H1 et H2 sont des êtres de langage. Ils sont issus de la même classe sociale, mais ils ont des manières différentes d'envisager la vie. L'un fait son chemin dans l'appareil, il possède pavillon et famille alors que l'autre vit en marge dans son petit appartement. L'un est dans le social, l'autre pas vraiment. Un affrontement entre matérialisme et idéalisme prend forme. La confrontation devient politique et les différences fondamentales. Le génie de Nathalie Sarraute réside dans cette scène où H1 et H2 sont sur un glacier. H2 s'arrête pour regarder le paysage et fait attendre tout le monde. H1 lui dit: "Il y a des cartes postales, en bas, tu n'as qu'à en acheter!" Cet épisode exprime parfaitement le conflit qui les oppose.


Est-ce que le personnage de H2 représente la figure de l'artiste?


Je n'ai pas envie d'enfermer H2 dans la figure de l'artiste. Je n'aime pas quand la mise en scène véhicule du message, du prêt à penser. Il faut qu'elle soit polysémique. C'est vrai que H1 et H2, ce n'est pas le même continent, mais je ne vais pas habiller H2 avec une écharpe rouge et des cheveux longs! La confrontation des deux personnages est de l'ordre du politique dans le sens du vivre ensemble, du vivre ensemble dans le contradictoire, avec de l’altérité en face.


Pour un oui ou pour un non est-elle une pièce pessimiste?
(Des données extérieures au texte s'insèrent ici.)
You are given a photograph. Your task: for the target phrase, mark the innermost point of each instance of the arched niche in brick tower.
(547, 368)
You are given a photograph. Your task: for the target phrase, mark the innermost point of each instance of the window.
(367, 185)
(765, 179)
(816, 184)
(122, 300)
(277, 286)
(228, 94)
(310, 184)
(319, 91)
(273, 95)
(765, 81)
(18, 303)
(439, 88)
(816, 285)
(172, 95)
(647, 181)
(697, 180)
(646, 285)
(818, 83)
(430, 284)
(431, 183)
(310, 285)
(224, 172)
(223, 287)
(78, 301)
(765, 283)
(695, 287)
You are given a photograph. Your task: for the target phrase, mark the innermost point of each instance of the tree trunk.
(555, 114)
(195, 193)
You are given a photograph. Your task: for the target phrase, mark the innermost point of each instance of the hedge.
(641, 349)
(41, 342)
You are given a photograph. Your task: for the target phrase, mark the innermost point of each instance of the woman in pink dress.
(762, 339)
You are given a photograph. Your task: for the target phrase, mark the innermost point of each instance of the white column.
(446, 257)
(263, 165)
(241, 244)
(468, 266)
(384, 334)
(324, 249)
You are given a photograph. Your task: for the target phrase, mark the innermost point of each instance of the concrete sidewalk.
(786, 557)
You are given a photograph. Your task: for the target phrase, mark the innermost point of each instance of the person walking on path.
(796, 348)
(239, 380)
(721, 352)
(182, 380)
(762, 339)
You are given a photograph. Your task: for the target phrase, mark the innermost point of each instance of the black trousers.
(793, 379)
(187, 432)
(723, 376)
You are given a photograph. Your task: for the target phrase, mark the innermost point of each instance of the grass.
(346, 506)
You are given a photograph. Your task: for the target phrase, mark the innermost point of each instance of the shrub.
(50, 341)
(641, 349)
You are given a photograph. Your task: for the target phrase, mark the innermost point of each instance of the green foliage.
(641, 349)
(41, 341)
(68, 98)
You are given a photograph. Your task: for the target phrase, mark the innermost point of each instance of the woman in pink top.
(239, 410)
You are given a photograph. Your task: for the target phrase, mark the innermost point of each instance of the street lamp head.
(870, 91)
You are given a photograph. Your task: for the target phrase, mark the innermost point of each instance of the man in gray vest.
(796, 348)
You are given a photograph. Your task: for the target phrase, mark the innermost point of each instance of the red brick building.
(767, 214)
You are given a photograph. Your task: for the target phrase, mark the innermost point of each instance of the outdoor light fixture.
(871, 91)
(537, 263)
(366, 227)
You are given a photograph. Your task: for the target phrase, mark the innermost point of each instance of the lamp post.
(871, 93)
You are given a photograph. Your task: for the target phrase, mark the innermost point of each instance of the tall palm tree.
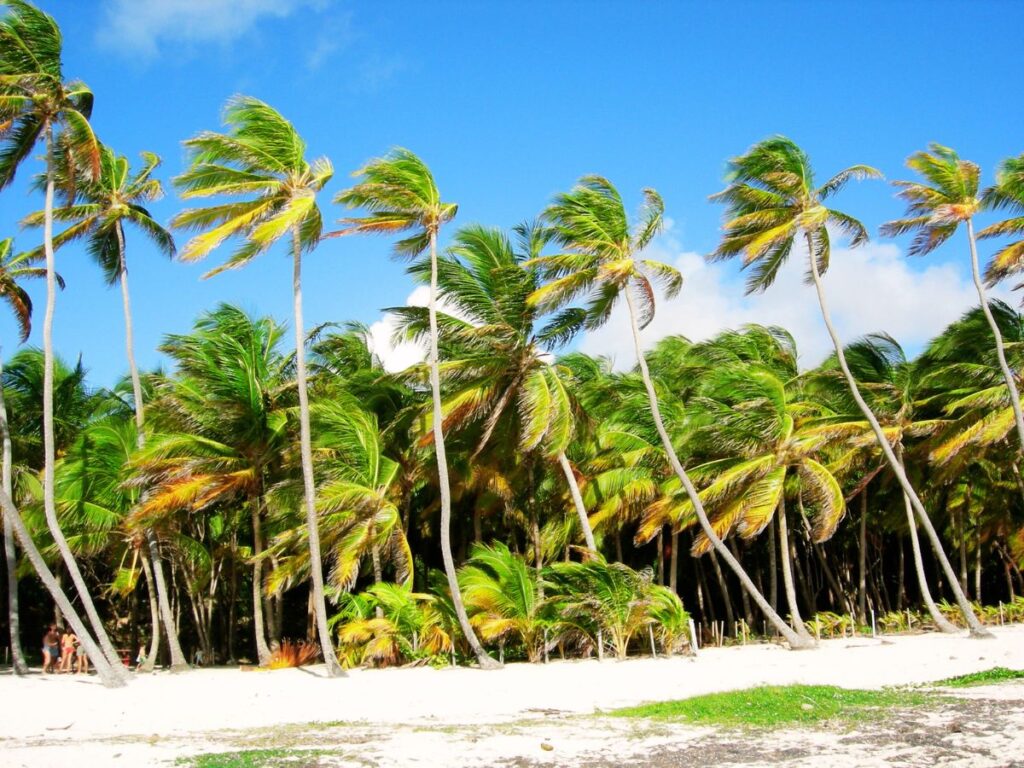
(893, 384)
(262, 161)
(498, 347)
(1007, 194)
(36, 103)
(401, 196)
(12, 269)
(604, 263)
(115, 198)
(936, 207)
(224, 430)
(771, 200)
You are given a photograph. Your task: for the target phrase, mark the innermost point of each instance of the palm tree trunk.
(178, 660)
(791, 590)
(772, 570)
(485, 662)
(110, 676)
(795, 640)
(10, 556)
(862, 559)
(588, 532)
(674, 563)
(151, 657)
(49, 507)
(305, 439)
(1000, 352)
(972, 621)
(259, 615)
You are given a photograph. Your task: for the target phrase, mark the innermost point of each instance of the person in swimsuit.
(51, 651)
(83, 658)
(68, 642)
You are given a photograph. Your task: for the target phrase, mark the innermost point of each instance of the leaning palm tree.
(497, 345)
(770, 202)
(36, 103)
(1007, 194)
(936, 207)
(261, 164)
(603, 263)
(12, 269)
(400, 194)
(103, 206)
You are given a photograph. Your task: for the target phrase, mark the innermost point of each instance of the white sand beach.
(61, 721)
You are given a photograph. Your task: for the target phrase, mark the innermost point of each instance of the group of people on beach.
(61, 649)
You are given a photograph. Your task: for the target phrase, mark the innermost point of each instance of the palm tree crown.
(771, 199)
(261, 159)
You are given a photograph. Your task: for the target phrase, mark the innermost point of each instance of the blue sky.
(510, 102)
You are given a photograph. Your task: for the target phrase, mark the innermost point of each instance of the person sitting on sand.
(83, 659)
(51, 651)
(68, 642)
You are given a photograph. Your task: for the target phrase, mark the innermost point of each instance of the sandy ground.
(455, 717)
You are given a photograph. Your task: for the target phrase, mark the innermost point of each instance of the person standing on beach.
(51, 651)
(68, 642)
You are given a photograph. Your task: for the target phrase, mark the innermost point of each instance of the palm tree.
(37, 104)
(761, 428)
(771, 201)
(947, 198)
(894, 386)
(602, 261)
(1007, 194)
(224, 430)
(104, 205)
(400, 194)
(356, 496)
(261, 159)
(497, 350)
(12, 269)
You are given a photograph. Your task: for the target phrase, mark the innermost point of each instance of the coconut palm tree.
(947, 198)
(12, 269)
(224, 429)
(115, 198)
(400, 195)
(893, 385)
(356, 495)
(604, 263)
(261, 160)
(771, 200)
(37, 104)
(761, 428)
(1007, 194)
(498, 349)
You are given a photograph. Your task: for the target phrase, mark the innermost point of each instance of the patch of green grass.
(774, 706)
(255, 759)
(994, 675)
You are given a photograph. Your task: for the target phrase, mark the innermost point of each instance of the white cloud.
(872, 288)
(398, 356)
(141, 26)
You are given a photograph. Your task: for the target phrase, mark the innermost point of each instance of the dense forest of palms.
(507, 499)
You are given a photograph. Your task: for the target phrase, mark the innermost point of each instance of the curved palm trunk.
(151, 657)
(1000, 352)
(791, 590)
(305, 443)
(178, 662)
(49, 506)
(588, 532)
(795, 640)
(972, 621)
(10, 556)
(112, 677)
(259, 628)
(484, 660)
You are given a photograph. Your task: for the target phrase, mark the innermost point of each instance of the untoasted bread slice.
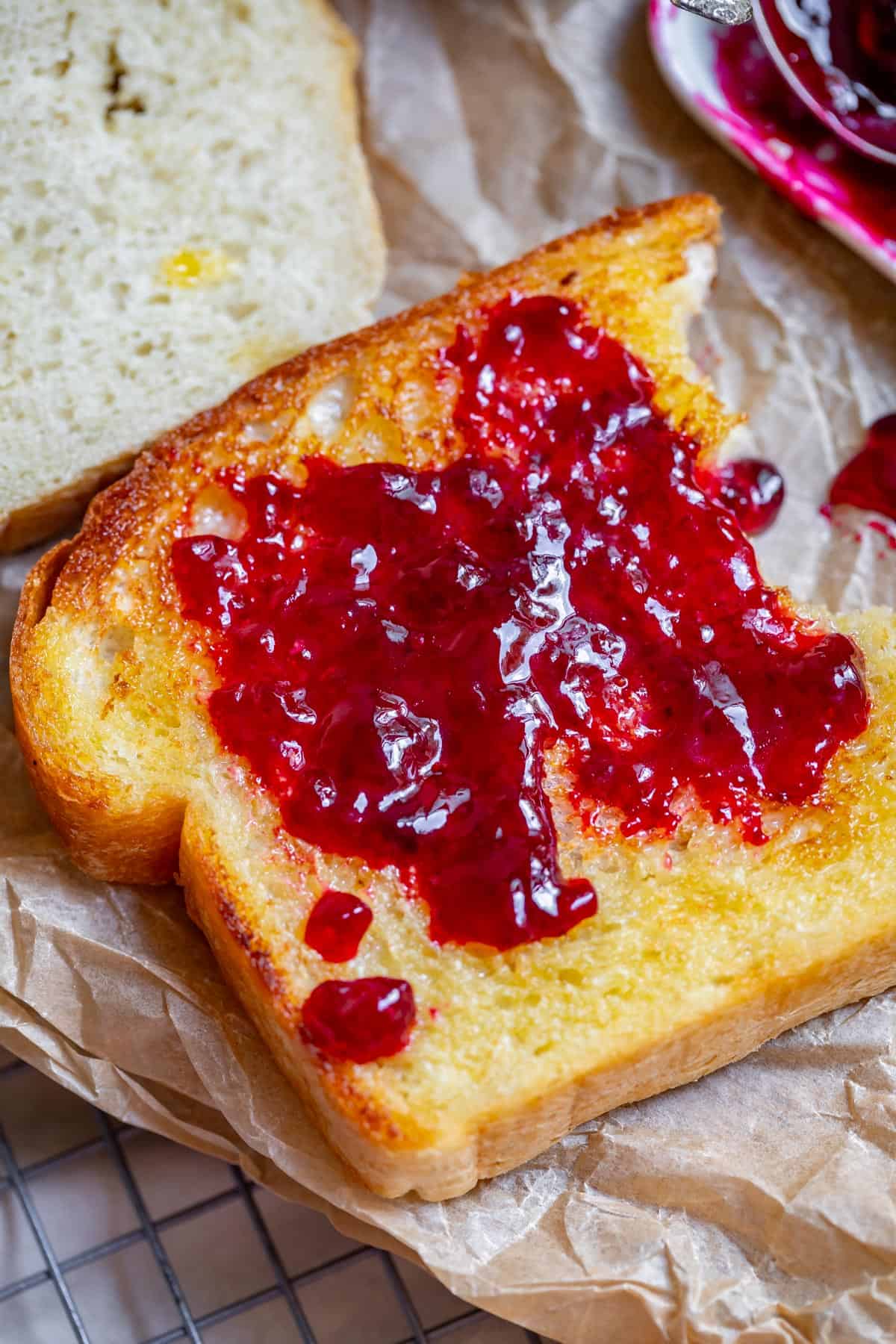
(703, 947)
(186, 203)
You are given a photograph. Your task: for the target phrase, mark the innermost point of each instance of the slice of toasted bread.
(186, 203)
(703, 945)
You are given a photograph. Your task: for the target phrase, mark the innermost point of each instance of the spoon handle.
(721, 11)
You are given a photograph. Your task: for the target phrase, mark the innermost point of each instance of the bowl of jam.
(840, 58)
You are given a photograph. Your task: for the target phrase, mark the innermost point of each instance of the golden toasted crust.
(699, 953)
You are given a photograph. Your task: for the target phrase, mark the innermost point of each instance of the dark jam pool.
(399, 651)
(844, 55)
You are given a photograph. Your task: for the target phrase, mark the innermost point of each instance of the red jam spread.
(844, 55)
(359, 1021)
(399, 650)
(753, 490)
(336, 925)
(869, 479)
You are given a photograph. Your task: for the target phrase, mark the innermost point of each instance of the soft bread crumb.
(187, 203)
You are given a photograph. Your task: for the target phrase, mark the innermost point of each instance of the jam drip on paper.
(406, 658)
(751, 488)
(868, 480)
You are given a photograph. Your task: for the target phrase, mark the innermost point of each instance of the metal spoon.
(721, 11)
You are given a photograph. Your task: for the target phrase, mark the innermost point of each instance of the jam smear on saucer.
(844, 55)
(410, 659)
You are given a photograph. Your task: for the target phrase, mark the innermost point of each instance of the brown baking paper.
(756, 1204)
Elle serait pessimiste si elle en restait au statu quo. Mais il se passe quelque chose. Or, du moment où il y a une évolution, il n'y a pas de pessimisme. Le théâtre est lié au vivre ensemble, au politique, aux moments où l'histoire bouge, où ça craque de toutes parts. C’est souvent la mort du héros qui ouvre sur du nouveau et c'est la rupture qui fait avancer la société.
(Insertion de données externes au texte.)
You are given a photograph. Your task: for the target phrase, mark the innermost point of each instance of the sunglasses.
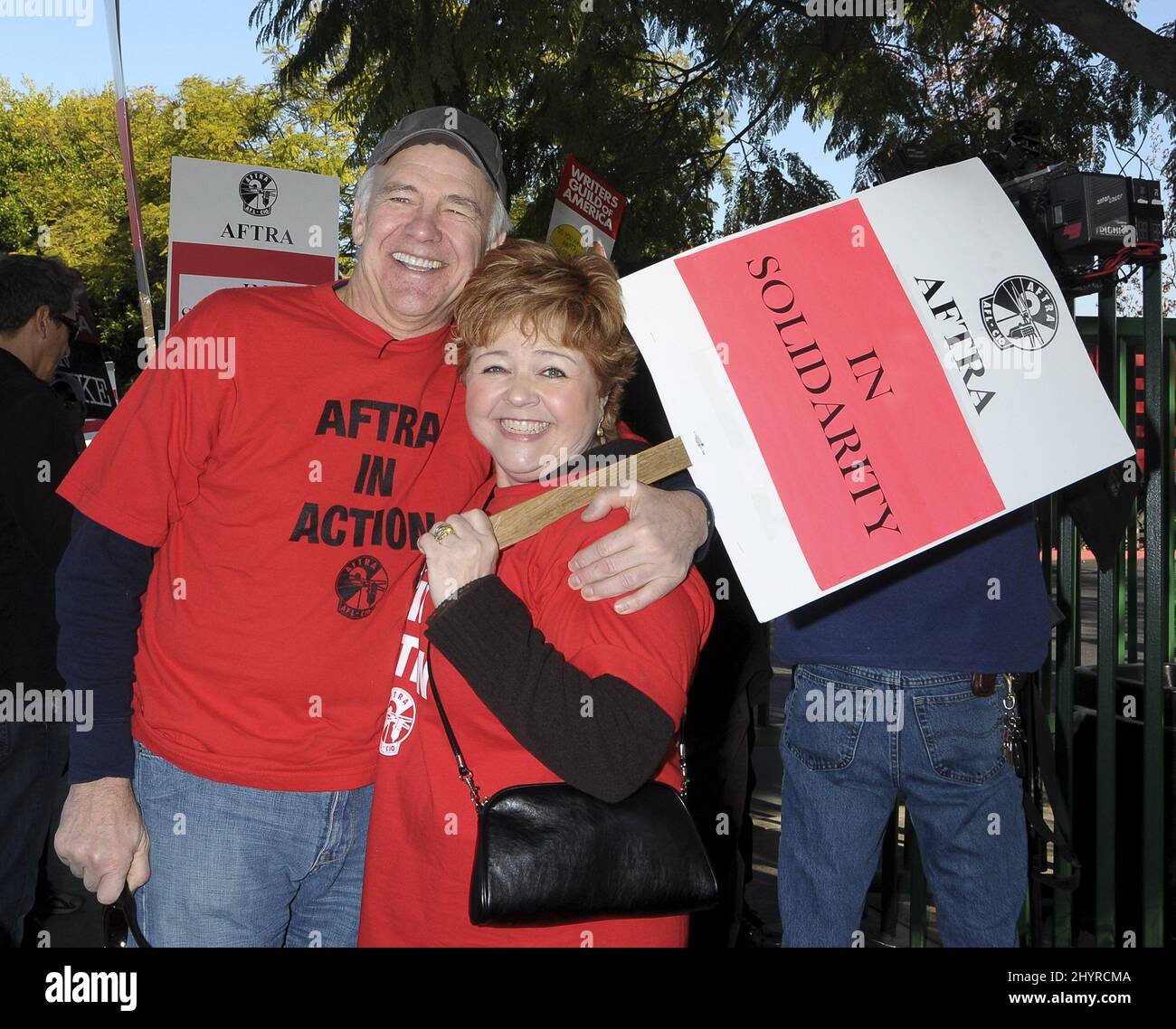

Est-ce qu'il y a un aspect sociologique dans Pour un oui ou pour un non?


Tout ce qui est théâtre est fatalement sociologique dans le sens où c'est une représentation du vivre en commun. Dans Pour un oui ou pour un non, on a affaire à des intellos, à des bobos en fait. Il n'y pas de lutte des classes mais une opposition entre deux positions de vie. Le public va forcément se reconnaître. Lorsque H1 et H2 demandent leur avis à H3 et F à propos de leur conflit, la question du rapport à l'autre et de l'altérité est soulevée. Le couple de voisins suggère qu'on pourrait enfermer H2. Ils sont prêts à le rayer de la carte. C'est un véritable tribunal populaire qui statue. Le bien pensant voue aux gémonies le non politiquement correct. Le totalitarisme reste malgré tout sous-jacent, tout comme l'omniprésence de l'opinion publique. Il y a une réflexion sur le totalitarisme, pas sur le totalitarisme d'Etat, mais plutôt sur la "doxa" de l'opinion commune.


Quel est le rôle des acteurs dans la création de cette pièce?
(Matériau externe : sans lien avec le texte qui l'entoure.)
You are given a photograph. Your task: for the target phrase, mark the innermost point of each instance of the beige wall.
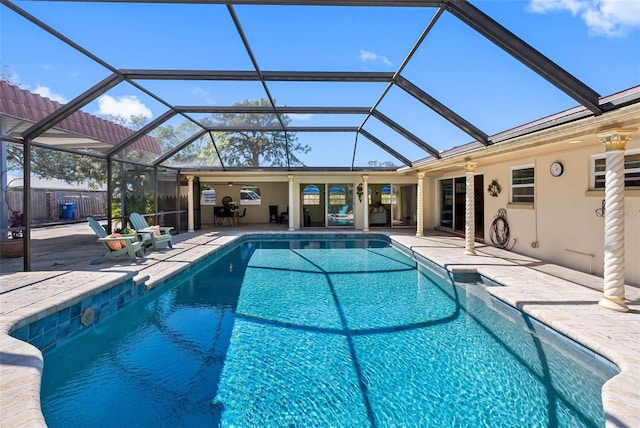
(562, 226)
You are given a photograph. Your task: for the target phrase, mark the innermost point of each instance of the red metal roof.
(31, 107)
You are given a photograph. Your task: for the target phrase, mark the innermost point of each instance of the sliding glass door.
(340, 205)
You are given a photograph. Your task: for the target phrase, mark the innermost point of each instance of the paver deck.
(563, 299)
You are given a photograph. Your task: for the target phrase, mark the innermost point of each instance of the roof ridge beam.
(241, 75)
(385, 147)
(180, 146)
(288, 129)
(406, 134)
(268, 109)
(525, 53)
(442, 110)
(141, 132)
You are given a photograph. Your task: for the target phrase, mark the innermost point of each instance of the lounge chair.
(151, 235)
(116, 245)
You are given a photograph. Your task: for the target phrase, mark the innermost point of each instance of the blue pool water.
(320, 333)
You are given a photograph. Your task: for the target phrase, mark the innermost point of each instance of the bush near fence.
(45, 204)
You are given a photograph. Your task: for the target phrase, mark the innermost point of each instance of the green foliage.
(53, 164)
(250, 148)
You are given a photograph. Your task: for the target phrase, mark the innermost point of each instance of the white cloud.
(366, 56)
(611, 18)
(125, 106)
(44, 91)
(298, 116)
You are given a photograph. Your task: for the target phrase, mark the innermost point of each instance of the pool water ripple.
(276, 334)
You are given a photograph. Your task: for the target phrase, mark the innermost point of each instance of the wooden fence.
(52, 205)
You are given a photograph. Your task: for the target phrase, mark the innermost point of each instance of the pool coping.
(560, 298)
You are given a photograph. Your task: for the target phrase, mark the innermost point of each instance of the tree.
(256, 146)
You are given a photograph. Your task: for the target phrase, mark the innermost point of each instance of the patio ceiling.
(392, 109)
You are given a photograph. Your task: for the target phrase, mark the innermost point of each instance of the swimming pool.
(320, 332)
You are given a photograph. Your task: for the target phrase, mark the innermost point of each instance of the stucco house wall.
(562, 225)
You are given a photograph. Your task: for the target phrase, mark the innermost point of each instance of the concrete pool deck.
(564, 299)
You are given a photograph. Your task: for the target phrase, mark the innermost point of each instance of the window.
(311, 195)
(522, 185)
(250, 196)
(337, 195)
(388, 194)
(631, 170)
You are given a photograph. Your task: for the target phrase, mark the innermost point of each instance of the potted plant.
(14, 246)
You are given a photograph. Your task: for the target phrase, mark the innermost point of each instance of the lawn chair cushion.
(116, 245)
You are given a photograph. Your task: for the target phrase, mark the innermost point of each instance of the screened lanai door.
(313, 205)
(340, 205)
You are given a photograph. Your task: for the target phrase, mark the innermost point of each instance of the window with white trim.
(523, 185)
(631, 170)
(311, 195)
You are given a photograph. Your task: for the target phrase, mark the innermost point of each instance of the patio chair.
(151, 235)
(116, 245)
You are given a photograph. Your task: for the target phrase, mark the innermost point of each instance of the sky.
(597, 41)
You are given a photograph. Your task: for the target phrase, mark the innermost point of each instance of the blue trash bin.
(68, 210)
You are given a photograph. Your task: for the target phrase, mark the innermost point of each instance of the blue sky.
(596, 41)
Il est très important. Le théâtre de Nathalie Sarraute est un théâtre d'acteurs. On ne peut pas utiliser d'effets de mise en scène. Le spectaculaire est ce qui se noue pendant un silence, dans la rapidité d'une réplique, dans un geste réprimé. Tout ce qui n'est pas dans le rapport de jeu doit être éliminé. Le spectaculaire existe dans le silence, dans la rupture de parole. Nathalie Sarraute écrit sa pièce comme une partition, avec des points de suspension et une ponctuation très précise. Il y a des profondeurs dans cette ponctuation. C’est ce que nous allons essayer de rendre dans ce spectacle et il n’y a que les comédiens qui puissent le faire. En fait, plus qu’une mise en scène avec des effets, c’est avant tout de la direction du jeu des acteurs que je vais tenter de faire pour rendre toutes les épaisseurs du texte de Sarraute.


Comment qualifier cette pièce ?


Cette pièce est un pur objet du théâtre classique dans le sens qu'elle regroupe les trois unités: de lieu, de temps et d'action. Elle se concentre sur les rapports entre les gens. Elle part de rien mais renverse des montagnes en appuyant là où cela fait mal, à savoir : la condescendance, le mépris et le manque de respect. La pièce insiste sur la notion d'envie, sur la rivalité mais aussi sur le lien presque amoureux qui peut unir deux amis. Elle pose la question du faux-semblant, du fait qu'on ne dit jamais ce qu'on pense réellement et du travail lié à la notion de compromis. Quelque part, après s'être choqué frontalement, la relation entre ces deux hommes va évoluer. Il y a quelque chose qui change.


Comme le poème de Verlaine, il y a quelque chose dans Pour un oui ou pour un non qui laboure l'âme.